Cette décision réglementaire signale une fois de plus la position de la Chine. Les agents d’IA ont été élevés au rang de priorité stratégique nationale et reconnus comme un atout national essentiel, représentant une interface clé dans le développement futur de l’intelligence artificielle générale. Contrairement aux logiciels conventionnels, les agents d’IA sont conçus pour exécuter de manière autonome des tâches telles que la connexion à des comptes, l’appel d’API, l’exécution de codes et l’orchestration d’opérations multiplateformes. En tant que tels, ils interagissent intrinsèquement avec de grands volumes de données comportementales des utilisateurs, des autorisations au niveau de l’entreprise et des flux de données transfrontaliers. Dans n’importe quelle grande économie, les acquisitions impliquant de telles technologies seraient soumises au plus haut niveau de surveillance en matière de sécurité nationale. En vertu des mesures chinoises d’examen de la sécurité des investissements étrangers, du Catalogue des technologies dont l’exportation est interdite ou restreinte, de la Loi sur la sécurité nationale de la République populaire de Chine et de la Loi sur le commerce extérieur récemment révisée de la République populaire de Chine, l’exportation, le transfert transfrontalier et les activités d’investissement connexes impliquant ces technologies doivent faire l’objet d’un examen et d’une évaluation de sécurité et obtenir une approbation préalable. L’examen de conformité de l’acquisition de Manus en ce qui concerne les contrôles à l’exportation, les réglementations en matière d’importation et d’exportation de technologies et les règles d’investissement à l’étranger, mené par le ministère du Commerce, en collaboration avec les autorités compétentes, est conforme aux lois et réglementations applicables.
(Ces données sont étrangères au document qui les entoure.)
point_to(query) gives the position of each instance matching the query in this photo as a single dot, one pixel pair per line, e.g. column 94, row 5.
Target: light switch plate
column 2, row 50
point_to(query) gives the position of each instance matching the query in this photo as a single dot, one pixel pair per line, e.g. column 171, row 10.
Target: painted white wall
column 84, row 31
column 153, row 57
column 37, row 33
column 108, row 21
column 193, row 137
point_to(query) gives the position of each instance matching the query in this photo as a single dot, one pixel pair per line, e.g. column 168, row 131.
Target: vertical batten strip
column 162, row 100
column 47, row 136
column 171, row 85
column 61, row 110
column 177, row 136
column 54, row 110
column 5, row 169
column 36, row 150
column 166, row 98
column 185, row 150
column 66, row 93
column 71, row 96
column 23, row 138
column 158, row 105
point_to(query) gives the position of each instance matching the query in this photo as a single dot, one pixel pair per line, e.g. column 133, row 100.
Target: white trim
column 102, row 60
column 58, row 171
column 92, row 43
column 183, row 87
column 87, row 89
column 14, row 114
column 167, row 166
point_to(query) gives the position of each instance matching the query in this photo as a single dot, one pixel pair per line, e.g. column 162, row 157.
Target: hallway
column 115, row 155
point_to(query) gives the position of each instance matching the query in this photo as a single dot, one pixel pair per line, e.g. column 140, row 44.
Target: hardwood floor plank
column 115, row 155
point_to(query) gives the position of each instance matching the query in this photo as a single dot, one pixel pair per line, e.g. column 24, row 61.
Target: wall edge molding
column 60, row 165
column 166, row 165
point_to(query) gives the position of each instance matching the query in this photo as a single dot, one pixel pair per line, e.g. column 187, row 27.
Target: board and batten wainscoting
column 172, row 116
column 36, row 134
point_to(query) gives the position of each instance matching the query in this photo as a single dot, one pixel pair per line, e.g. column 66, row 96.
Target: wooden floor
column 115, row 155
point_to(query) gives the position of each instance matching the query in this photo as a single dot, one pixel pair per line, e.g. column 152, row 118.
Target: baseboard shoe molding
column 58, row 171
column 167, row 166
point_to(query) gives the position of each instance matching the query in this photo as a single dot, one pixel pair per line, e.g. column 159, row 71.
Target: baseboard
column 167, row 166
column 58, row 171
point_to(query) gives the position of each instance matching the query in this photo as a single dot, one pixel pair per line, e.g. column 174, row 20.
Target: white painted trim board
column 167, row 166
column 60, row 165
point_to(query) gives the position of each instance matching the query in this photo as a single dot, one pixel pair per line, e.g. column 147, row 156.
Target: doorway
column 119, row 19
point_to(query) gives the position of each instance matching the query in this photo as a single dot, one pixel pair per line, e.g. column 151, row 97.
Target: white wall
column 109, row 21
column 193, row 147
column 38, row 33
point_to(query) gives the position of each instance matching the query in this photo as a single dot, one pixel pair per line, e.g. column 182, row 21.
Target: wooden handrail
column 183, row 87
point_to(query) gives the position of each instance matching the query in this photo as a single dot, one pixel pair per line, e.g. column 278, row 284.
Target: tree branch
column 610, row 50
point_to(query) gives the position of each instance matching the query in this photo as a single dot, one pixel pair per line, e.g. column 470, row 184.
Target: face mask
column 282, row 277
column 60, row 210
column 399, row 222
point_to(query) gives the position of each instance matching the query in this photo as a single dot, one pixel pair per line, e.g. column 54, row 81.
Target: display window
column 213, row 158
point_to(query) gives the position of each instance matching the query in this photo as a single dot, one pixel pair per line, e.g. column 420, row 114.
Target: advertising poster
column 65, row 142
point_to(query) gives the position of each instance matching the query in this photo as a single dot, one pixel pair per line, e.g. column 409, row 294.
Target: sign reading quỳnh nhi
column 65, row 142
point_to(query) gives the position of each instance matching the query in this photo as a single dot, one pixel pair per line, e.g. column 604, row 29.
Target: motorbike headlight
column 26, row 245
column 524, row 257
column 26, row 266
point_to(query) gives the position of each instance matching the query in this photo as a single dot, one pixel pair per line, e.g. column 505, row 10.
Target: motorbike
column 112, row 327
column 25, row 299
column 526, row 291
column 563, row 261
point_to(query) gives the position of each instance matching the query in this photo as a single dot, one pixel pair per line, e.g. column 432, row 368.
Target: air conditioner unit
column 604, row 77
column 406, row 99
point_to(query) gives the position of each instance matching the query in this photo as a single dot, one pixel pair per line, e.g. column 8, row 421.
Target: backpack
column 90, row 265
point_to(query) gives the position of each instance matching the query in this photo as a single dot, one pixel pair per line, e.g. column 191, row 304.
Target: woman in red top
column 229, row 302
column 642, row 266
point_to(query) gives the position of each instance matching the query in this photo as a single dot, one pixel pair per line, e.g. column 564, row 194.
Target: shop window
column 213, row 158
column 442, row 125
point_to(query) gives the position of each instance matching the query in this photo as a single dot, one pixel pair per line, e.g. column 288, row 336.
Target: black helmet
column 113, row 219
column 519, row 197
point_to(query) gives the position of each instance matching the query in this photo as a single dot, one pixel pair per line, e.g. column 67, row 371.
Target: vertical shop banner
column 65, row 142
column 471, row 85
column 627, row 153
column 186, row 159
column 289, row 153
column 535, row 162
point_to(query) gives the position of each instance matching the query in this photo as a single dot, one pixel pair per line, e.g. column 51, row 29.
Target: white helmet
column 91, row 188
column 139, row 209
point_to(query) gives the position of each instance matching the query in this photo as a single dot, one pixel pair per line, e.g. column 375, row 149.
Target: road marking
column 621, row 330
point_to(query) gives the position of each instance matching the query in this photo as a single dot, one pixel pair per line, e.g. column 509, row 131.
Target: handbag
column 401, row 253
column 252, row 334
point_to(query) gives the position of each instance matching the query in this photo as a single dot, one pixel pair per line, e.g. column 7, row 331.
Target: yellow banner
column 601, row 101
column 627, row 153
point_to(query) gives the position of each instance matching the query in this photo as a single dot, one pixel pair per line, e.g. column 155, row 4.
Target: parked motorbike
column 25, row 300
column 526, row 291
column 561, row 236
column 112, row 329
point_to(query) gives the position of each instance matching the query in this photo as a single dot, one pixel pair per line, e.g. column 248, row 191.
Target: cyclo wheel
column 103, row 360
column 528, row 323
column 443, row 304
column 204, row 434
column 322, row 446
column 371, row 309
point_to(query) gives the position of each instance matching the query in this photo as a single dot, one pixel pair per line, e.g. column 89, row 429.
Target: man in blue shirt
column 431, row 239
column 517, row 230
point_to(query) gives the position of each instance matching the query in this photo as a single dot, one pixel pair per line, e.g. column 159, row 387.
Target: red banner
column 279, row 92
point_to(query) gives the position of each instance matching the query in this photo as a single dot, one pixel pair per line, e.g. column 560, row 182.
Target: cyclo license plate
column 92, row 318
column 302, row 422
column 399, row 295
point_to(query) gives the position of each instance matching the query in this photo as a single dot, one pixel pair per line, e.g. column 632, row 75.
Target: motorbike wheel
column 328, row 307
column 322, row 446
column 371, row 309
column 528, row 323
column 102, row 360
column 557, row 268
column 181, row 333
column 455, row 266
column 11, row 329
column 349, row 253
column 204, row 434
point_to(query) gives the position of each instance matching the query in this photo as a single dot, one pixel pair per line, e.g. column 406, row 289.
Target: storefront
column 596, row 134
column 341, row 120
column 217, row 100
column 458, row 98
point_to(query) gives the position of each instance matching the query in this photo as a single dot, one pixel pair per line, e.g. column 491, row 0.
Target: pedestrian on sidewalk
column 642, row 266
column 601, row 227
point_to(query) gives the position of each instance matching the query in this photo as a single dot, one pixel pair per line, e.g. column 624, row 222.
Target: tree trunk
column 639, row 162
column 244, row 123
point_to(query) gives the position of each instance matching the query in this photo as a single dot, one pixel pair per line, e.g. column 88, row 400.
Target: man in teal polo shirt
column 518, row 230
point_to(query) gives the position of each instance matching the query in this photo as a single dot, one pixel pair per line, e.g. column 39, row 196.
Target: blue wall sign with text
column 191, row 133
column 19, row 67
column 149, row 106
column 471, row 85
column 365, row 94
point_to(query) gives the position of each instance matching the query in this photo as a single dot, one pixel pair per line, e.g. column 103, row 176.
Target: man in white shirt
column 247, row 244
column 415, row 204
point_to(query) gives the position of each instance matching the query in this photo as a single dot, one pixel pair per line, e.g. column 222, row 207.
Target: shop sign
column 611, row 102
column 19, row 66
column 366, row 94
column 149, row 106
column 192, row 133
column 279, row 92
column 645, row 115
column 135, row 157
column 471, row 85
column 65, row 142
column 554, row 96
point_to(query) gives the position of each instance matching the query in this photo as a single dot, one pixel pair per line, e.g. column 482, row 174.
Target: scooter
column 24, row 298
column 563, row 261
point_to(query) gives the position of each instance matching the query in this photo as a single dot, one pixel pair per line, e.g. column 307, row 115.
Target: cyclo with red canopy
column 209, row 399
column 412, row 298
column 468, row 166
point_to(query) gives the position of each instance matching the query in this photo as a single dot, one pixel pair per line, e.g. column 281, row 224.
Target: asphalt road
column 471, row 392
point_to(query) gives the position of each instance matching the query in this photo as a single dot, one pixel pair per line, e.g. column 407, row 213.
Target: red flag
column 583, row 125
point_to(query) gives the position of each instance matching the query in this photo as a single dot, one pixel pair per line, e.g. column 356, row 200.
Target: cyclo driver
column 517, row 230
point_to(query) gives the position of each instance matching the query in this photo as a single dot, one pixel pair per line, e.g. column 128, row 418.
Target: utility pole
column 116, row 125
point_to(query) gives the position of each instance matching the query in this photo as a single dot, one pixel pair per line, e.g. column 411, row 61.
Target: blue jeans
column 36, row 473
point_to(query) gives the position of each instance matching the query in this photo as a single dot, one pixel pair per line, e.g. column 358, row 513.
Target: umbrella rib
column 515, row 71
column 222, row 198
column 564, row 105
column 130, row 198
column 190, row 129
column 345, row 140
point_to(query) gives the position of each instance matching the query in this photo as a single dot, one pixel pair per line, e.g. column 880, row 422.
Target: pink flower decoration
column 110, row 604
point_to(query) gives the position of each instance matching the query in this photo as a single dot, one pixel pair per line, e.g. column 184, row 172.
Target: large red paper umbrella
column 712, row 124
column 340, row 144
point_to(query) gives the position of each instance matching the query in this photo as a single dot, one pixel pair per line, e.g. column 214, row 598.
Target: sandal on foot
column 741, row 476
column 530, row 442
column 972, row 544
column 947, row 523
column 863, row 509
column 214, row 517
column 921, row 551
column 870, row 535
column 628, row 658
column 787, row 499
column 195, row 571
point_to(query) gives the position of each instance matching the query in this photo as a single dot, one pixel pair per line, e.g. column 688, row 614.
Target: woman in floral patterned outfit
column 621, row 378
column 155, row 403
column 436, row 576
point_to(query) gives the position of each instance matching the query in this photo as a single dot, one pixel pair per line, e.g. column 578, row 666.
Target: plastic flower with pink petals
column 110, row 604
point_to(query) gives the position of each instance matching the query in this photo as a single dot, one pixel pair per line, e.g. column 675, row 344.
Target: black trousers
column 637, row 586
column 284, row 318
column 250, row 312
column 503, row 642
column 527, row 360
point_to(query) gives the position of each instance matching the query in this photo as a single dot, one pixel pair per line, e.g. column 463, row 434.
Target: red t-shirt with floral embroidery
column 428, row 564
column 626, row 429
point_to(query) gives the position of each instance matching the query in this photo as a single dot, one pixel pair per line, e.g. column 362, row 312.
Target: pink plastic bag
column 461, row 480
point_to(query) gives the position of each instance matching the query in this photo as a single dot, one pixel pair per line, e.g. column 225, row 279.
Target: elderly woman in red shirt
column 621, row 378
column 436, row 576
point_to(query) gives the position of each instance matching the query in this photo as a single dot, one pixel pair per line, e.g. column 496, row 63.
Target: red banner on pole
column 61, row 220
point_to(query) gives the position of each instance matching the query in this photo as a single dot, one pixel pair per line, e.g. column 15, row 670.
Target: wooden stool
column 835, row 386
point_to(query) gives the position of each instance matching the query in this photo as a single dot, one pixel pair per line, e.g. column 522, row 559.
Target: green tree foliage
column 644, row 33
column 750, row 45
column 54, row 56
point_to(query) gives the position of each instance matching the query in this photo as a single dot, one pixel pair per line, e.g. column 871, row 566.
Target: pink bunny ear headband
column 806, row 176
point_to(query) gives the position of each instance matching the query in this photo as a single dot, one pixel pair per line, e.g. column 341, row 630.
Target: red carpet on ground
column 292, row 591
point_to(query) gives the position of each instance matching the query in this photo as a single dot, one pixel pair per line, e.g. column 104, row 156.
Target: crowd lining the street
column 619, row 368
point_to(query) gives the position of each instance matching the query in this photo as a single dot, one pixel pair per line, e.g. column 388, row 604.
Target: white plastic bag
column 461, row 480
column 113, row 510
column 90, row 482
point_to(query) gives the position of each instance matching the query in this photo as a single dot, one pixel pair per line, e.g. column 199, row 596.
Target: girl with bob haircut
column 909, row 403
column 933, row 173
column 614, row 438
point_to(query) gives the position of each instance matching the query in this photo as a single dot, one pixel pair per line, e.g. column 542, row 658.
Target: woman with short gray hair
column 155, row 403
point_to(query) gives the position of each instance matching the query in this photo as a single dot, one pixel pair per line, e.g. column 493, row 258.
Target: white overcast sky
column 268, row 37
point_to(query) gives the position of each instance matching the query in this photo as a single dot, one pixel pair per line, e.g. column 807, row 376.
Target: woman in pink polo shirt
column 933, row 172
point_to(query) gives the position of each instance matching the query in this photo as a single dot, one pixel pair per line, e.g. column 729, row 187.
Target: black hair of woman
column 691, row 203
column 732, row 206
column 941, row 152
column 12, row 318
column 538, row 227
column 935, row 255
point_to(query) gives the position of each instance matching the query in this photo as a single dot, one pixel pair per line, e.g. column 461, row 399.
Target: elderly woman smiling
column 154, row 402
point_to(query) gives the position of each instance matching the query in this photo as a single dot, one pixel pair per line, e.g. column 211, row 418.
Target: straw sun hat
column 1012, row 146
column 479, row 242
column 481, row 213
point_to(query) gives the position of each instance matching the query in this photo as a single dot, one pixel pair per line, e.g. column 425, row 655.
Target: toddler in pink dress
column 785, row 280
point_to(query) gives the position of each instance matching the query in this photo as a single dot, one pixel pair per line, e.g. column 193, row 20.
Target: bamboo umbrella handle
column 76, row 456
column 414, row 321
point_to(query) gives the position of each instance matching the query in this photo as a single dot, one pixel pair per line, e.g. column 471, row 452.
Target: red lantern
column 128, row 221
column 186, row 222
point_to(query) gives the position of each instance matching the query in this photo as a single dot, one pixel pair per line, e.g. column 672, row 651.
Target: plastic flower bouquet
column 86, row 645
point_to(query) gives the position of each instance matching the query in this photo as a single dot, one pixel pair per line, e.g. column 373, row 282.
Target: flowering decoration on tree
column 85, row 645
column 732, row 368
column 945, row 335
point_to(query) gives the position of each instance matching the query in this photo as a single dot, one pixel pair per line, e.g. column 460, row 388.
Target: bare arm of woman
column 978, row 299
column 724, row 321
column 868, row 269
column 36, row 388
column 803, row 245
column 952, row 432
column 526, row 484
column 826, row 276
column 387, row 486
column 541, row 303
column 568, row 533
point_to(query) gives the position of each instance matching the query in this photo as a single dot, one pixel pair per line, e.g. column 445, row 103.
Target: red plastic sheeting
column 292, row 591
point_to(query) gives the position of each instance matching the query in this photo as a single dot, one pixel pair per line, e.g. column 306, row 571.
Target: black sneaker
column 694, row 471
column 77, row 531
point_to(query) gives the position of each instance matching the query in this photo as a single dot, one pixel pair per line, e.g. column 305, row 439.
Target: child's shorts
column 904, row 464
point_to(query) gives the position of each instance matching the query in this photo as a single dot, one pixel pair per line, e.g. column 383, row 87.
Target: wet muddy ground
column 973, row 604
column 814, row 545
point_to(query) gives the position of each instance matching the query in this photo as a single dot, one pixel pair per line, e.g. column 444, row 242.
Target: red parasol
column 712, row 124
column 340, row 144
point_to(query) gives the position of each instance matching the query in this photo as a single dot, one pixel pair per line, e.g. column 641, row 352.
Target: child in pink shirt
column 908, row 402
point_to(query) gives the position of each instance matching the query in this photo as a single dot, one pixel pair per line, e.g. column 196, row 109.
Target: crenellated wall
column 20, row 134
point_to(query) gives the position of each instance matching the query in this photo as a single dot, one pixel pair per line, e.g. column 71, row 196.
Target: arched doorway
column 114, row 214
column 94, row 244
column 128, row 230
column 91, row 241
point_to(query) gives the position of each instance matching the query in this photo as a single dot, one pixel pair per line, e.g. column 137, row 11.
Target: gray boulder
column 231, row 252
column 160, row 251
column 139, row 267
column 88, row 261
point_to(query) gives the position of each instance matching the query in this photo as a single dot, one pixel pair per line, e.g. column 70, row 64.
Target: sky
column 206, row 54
En 2019, l’UE a introduit le règlement de l’UE sur le filtrage des investissements directs étrangers, exigeant explicitement des examens de sécurité des facteurs liés à la sécurité nationale et à l’intérêt public, y compris l’accès ou le contrôle des données personnelles. En janvier 2025, les États-Unis ont mis en œuvre le programme de sécurité des investissements sortants, empêchant les entités américaines d’investir dans les secteurs clés de la Chine tels que l’IA, les semi-conducteurs et les technologies de l’information quantique. La loi chinoise sur les investissements étrangers (article 35) établit également un système d’examen de la sécurité nationale, stipulant que les décisions prises conformément à la loi sont définitives. En outre, la Chine affine continuellement son cadre réglementaire pour l’aligner sur les normes internationales.

Dans un contexte d’intensification de la concurrence technologique mondiale et de la rivalité réglementaire, ce différend en matière d’acquisition est plus qu’une transaction commerciale : il reflète une réévaluation plus large des frontières entre technologie, capital et sécurité nationale. Les examens de sécurité des investissements liés à la technologie sont de plus en plus normalisés dans le monde entier. Alors que la Chine a historiquement maintenu une approche relativement prudente en matière d’accès aux investissements étrangers, les États-Unis ont, en revanche, exercé une pression politique dans des cas tels que TikTok dans le cadre d’une approche « vendre ou interdire ».

Cette décision réglementaire clarifie les frontières de la Chine en matière de titres nationaux, réaffirmant son engagement en faveur d’une ouverture de haut niveau, tout en garantissant que les droits et intérêts légitimes des investisseurs étrangers en Chine restent protégés par la loi. Plutôt que de miner la confiance des investisseurs étrangers dans la Chine, des attentes réglementaires plus claires contribuent à favoriser une coopération plus durable, soutenant un développement plus sain et axé sur l’innovation de l’industrie chinoise de l’IA.